The United States Federal Trade Commission has introduced new data breach notification rules, shedding light on the delicate equilibrium between the government’s quest to enhance its understanding of national cybersecurity threats and the consolidation of numerous reporting regulations.
On Friday, the consumer protection agency unveiled finalized amendments to its Safeguards Rule, requiring non-bank entities such as mortgage brokers and auto dealers to promptly report security incidents affecting the unencrypted data of 500 or more customers, with a maximum reporting timeframe of 30 days.
Companies that store sensitive consumer data find themselves navigating through a maze of over 50 federal security incident reporting regulations. These new FTC requirements are part of the broader initiative by various branches of the executive branch to harmonize these rules and bolster the nation’s cybersecurity posture. Nevertheless, the subtle discrepancies in reporting timelines and required details pose challenges for compliance, complicating matters for companies during the critical post-cyberattack period.
Linn Freedman, a cybersecurity compliance partner at Robinson & Cole LLP, remarked, “It is a difficult patchwork to know all the different entities, depending on what industry you are in, that you have to notify” after a security incident.
The Department of Homeland Security came to a similar conclusion in a report published on September 19, highlighting the significant hurdles posed by variations in breach definitions and reporting triggers.
The FTC has stated that these additional reporting requirements will equip the agency with new insights into “emerging data security threats” as it aligns its cybersecurity regulatory efforts with the Biden administration’s goals. However, the addition of another regulator relationship in the event of a cyber incident will be a significant compliance challenge for businesses, according to Nick Sanna, President of the FAIR Institute, a nonprofit focused on measuring information risk.
Safeguards Rule Expansion: The updated Safeguards Rule extends the Federal Trade Commission’s cybersecurity oversight to a new set of businesses, which must now revise their incident response plans to ensure compliance. These changes impact businesses governed by the Gramm-Leach-Bliley Act of 1999, including payday lenders, insurance providers, loan collection agencies, and tax preparation firms.
Melissa Krasnow, a partner at VLP Law Group LLP specializing in advising financial services providers on cybersecurity compliance, stated, “A lot of entities which may not have thought of themselves as being regulated would be regulated. The issue is whether they’re aware they’re regulated and are complying.”
The FTC’s new reporting requirements will take effect six months after the agency publishes the amendments in the Federal Register, providing companies with time to ascertain their regulatory status and develop effective compliance strategies. The data breach reports must include information about breached categories of data, duration, and an estimate of affected consumers.

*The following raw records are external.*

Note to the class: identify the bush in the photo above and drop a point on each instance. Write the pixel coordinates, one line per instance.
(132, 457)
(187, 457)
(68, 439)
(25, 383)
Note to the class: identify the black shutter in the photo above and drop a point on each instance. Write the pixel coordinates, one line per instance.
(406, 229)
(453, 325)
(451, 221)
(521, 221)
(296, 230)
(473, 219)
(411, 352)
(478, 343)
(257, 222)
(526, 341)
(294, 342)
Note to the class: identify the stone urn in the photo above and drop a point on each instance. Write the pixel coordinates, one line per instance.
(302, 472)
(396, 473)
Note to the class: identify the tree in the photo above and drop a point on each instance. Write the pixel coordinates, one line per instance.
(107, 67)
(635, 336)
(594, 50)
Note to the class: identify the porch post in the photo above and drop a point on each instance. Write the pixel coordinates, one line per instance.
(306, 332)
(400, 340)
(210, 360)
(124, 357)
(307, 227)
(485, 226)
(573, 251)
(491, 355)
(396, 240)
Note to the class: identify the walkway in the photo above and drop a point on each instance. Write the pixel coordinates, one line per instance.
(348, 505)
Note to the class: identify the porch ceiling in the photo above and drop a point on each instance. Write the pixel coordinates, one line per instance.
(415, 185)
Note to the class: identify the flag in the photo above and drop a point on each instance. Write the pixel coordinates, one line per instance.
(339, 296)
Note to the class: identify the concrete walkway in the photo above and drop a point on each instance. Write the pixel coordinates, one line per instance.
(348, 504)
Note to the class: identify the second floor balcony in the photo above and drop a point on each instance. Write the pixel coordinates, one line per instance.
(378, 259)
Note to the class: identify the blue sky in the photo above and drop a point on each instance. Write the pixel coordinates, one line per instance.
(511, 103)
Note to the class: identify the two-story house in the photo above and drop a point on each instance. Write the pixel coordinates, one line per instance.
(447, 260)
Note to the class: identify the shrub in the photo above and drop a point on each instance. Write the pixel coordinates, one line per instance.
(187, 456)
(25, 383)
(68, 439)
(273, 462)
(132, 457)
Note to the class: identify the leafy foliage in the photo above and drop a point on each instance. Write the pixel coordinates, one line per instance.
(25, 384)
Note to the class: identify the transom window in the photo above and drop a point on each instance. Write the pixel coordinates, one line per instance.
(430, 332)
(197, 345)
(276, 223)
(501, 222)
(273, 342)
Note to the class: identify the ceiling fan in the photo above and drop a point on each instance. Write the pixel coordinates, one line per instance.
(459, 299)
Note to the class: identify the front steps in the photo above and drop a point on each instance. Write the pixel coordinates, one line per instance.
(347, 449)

In the attached analysis of the finalized amendment, the commission explained that the new information gathered would expedite the agency’s ability to identify breaches requiring further investigation and save resources by eliminating the need to continually search for breach notifications from other sources.
As Krasnow noted, “A lot of regulators, including the FTC, often don’t know when there’s noncompliance or lack of compliance until there’s a breach.”
Lenders need to prepare to implement new processes for collecting and reporting cyberattack information to ensure compliance with the amended rule.
Addressing Cyber Resiliency: Holding these businesses to higher data management standards could address concerns expressed by banks regarding cyber resiliency, particularly in response to an open banking proposal championed by the Consumer Financial Protection Bureau (CFPB). The CFPB’s proposal offers increased access to financial data for fintech third parties, raising concerns among banks about the cybersecurity practices and data protection of these entities, which face less stringent regulations.
Jonathan Joshua, a financial regulations counsel at Joshua Law Firm LLC, noted that the new amendments “show that the FTC continues to push the envelope” in terms of expectations for non-bank financial services providers.
However, the FTC’s rules should not be expected to fully resolve all the concerns raised in the ongoing discussions surrounding the CFPB proposal, as highlighted by Peter Dugas, who leads a regulatory intelligence center at advisory firm Capco RISC.
Dugas noted that addressing the full concerns would require additional standards for data, terms of access, record-keeping practices, duration periods, minimum data security programs, and litigation protections for third-party breaches.
Complex Reporting Landscape: Several groups that submitted comments on the proposed Safeguard Rule changes expressed concerns that the addition of another federal reporting requirement could divert attention away from responding to data breaches and complicate rather than streamline compliance efforts.
The FTC contends that reporting breaches to the agency will not be overly burdensome since companies are already required to collect similar information under breach-reporting regulations in all 50 states.
The U.S. Cybersecurity and Infrastructure Security Agency (CISA) is planning to release a proposed rule set next year, mandating the financial sector and 15 other critical infrastructure sectors to report security breaches to the agency within 72 hours of discovery, and paid ransoms within 24 hours. While this rulemaking at CISA may centralize cybersecurity data reporting, the actual simplification of reporting in practice remains an open question, as highlighted by Justin Herring, a partner at Mayer Brown LLP with expertise in cybersecurity regulation.